Some questions will be easily addressed with facts but what if the question is challenging? There are many common types of challenging questions and comments and different ways that you should respond to each. For all of them your guiding principle should be to take time and plan your answer:

  • Keep it simple, concise and relevant to the audience. It may help to add an example to illustrate your point
  • If you encounter several questions in one, ask what the main question is and answer it
  • If a question includes incorrect information, provide a correction and then answer the question, if it is still relevant
  • If the question is hostile or argumentative, it is important that you avoid being defensive or aggressive. Express understanding of the questioner's feeling, and then explain the reason for your comments. Answer in a way which reinforces what you have already said
  • If you receive a rambling question, politely interrupt and ask what the question is. If you are asked to make a comment, do not make a promise you cannot keep
  • If necessary, explain your reasons. If you are pressed for an opinion, limit your risk by supporting your comment with facts
  • If you are asked a question beyond the scope of the presentation, addressing it could distract from your presentation. Try to gauge if the question is of interest to everyone or just one person. This will indicate whether to answer in the moment and how detailed an answer to give. Alternatively, say that you will speak to the person during a break or after the presentation
  • If you genuinely do not know the answer to a question say so clearly and confidently that way you will preserve your credibility. If you do not know the answer but you know where you could obtain the information you can say, I do not have the answer to that but I know someone who does

A presentation without questions is a rarity. The way questions are handled will impact not only the individual who asks but also the engagement and participation you will receive from the other audience members. So when developing your presentation, remember that you will receive questions or comments and be prepared to handle them using the techniques that we have discussed. Have a list of questions and responses for the most common topics that you think may be raised. And again, if you do not know the answer, just say so.

Step eight - Practice your presentation

Rehearsing helps bring a presentation to life. Practicing your language, pace, gestures and timing will give you more confidence and increase your impact. It is important to begin early. Rehearsing provides the opportunity to identify areas for improvement and correct your presentation and delivery. For example, your presentation may be over or under developed. Your gestures may feel unnatural.

Rehearse with your notes and visual aids, so you can assess their effectiveness and make changes. Try to obtain feedback on your presentation. Ask someone to listen to you, and have them ask potential questions. Practice in front of a mirror. Record yourself on video and watch the playback so you can see what works and what does not. It is a good idea to have clear, concise notes with you, which outline the structure and key points of your presentation.
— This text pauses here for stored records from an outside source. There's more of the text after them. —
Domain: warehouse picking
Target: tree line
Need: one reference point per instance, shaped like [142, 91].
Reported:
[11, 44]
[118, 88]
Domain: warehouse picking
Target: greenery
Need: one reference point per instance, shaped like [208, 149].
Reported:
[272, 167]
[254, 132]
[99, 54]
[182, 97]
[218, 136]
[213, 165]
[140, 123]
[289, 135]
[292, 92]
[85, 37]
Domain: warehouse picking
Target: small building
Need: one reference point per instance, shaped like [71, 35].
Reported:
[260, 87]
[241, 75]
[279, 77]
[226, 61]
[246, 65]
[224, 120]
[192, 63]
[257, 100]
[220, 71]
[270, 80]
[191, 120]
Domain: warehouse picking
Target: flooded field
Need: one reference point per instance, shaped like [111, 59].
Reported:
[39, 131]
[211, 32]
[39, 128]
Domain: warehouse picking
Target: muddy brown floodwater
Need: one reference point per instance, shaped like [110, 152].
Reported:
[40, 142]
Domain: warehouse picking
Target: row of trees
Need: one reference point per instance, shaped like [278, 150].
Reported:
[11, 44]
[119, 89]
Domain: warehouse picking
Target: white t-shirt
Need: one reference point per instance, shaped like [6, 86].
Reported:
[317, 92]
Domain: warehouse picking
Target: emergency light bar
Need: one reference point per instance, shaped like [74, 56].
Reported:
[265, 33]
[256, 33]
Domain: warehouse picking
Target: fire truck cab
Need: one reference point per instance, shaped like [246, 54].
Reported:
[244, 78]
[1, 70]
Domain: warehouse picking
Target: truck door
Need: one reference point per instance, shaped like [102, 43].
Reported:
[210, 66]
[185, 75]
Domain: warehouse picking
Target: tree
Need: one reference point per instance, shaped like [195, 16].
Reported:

These can be a helpful prompt, which eliminates the possibility that your mind will go blank or that you will ramble off point. Notes also help you ensure that your delivery complements what is on the slide and that you are not simply reading from the slide itself. But avoid the urge to use a script, fewer, less detailed notes will lessen the likelihood of you losing your place under pressure. Reduce the amount of time you spend looking down giving you more time to make eye contact with your audience. Helping you establish rapport and read reactions to your presentation.

Eliminate this need to shuffle through papers which can be distracting for the audience. Refine and edit notes through out the preparation process. Experiment with different words and different arrangements of words. You may want to add directions to remind you to move, gesture, or alter your pace or change slides. Before you present, check that your notes are neat, with no cross outs, simple, primarily single words with an occasional phrase, easy to read. You might want them widely spaced or in uppercase, and numbered. In summary, rehearsing helps you bring your presentation to life, and provides a valuable opportunity to identify and correct areas for improvement.

Practice with your notes and visual aids, and do not wait until the last minute. This is your last opportunity to evaluate yourself and make the necessary changes that will build your confidence and set you up for success.

As they say practice makes perfect. 

Presenting on short notice

Lastly, we will take a look at how to use the eight step approach, even if you do not have a lot of time to prepare. There will be situations when you find yourself having to present on short notice. If you find yourself in a situation like this, the eight steps we have discussed remain relevant. If you only have a short time to prepare, work through the steps methodically. This process will put you in the right frame of mind for presenting, and you will be in control of and confident in what you want to communicate. 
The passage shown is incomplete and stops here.